Kluyveromyces lactis (formerly Saccharomyces lactis) is a yeast which has the ability to assimilate lactose and convert it into lactic acid. K. lactis and other organisms i.e., Aspergillus niger var awamori and Escherichia coli K-12 are grown in fermenters to produce chymosin (rennet) on a commercial scale; this rennet, which replaces the conventional form obtained from slaughtered animals, is now widely used in cheese production.
Yeasts and fungi are ideal organisms for comparative genomic studies in eukaryotes because of their small and compact genomes and because they include a number of species such as Neurospora crassa, Saccharomyces cerevisiae and Schizosaccharomyces pombe, that have been, and continue to be, used extensively in genetic studies. However, the divergence between these three species is ancient (estimated to be at least 300 million years old) and the organization of their genomes is quite different. The diversity of the hemiascomycetes, a group of ascomycetes that contains most of the known yeast species, was first explored in 2000.

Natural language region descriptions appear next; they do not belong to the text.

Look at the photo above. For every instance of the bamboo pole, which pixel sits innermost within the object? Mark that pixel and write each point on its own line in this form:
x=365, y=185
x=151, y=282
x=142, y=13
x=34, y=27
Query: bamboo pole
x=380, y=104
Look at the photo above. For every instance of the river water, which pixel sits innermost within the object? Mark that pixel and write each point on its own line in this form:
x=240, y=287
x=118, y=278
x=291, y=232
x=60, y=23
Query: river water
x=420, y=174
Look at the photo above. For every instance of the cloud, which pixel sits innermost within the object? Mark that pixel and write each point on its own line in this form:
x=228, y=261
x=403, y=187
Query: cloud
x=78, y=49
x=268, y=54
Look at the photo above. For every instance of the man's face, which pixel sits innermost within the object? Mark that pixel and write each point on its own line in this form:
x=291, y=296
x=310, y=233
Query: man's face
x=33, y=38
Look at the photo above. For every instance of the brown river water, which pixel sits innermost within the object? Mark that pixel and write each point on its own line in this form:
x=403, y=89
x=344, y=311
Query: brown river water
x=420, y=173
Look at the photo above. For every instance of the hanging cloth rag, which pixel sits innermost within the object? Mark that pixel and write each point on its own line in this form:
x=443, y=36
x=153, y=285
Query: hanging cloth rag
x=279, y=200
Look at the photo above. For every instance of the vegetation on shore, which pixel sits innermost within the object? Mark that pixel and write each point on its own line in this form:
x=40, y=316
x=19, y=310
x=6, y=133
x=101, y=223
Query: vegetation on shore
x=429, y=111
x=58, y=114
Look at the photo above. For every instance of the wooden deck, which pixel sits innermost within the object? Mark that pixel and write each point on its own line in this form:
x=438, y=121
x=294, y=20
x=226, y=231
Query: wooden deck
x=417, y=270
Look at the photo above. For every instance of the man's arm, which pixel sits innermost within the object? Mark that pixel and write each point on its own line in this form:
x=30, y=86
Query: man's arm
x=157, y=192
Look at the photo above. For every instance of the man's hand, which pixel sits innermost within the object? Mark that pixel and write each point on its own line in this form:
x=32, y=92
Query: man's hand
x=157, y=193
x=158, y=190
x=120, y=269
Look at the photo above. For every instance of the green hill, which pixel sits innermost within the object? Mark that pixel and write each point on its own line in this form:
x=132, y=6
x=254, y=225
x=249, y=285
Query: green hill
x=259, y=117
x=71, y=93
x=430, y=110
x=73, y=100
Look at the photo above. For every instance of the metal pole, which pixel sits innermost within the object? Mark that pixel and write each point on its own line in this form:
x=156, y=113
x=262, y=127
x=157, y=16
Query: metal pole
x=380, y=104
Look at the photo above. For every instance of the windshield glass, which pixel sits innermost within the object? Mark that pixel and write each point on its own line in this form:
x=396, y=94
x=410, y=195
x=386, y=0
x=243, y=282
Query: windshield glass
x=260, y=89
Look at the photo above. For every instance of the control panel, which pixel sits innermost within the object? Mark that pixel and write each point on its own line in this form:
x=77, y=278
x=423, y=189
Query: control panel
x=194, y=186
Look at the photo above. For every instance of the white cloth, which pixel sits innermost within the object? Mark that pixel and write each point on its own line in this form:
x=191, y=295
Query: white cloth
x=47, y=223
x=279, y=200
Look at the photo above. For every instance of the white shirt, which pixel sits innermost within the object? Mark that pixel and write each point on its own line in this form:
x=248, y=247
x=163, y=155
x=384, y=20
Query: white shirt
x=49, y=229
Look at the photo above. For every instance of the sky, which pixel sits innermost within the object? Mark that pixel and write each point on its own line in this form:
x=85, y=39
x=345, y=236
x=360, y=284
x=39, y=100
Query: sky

Complete sequencing and comparison of four hemiascomycetous yeasts has been undertaken for Nakaseomyces glabratus, Kluyveromyces lactis, Debaryomyces hansenii, and Yarrowia lipolytica. They were selected on the basis of their phylogenetic positions and their specific interest as human pathogens, or as industrially or environmentally important yeasts. This work, which represents the first multispecies exploration of genome evolution across an entire eukaryotic phylum, reveals the variety of events and mechanisms that have taken place, and should allow useful comparisons with other phyla of multicellular organisms when more genome sequences are determined.
K. lactis is a heterothallic species with a predominantly haplontic cycle, in contrast to S. cerevisiae in which the predominantly diplobiontic cycle is pseudo-heterothallic due to mating-type switching.[1]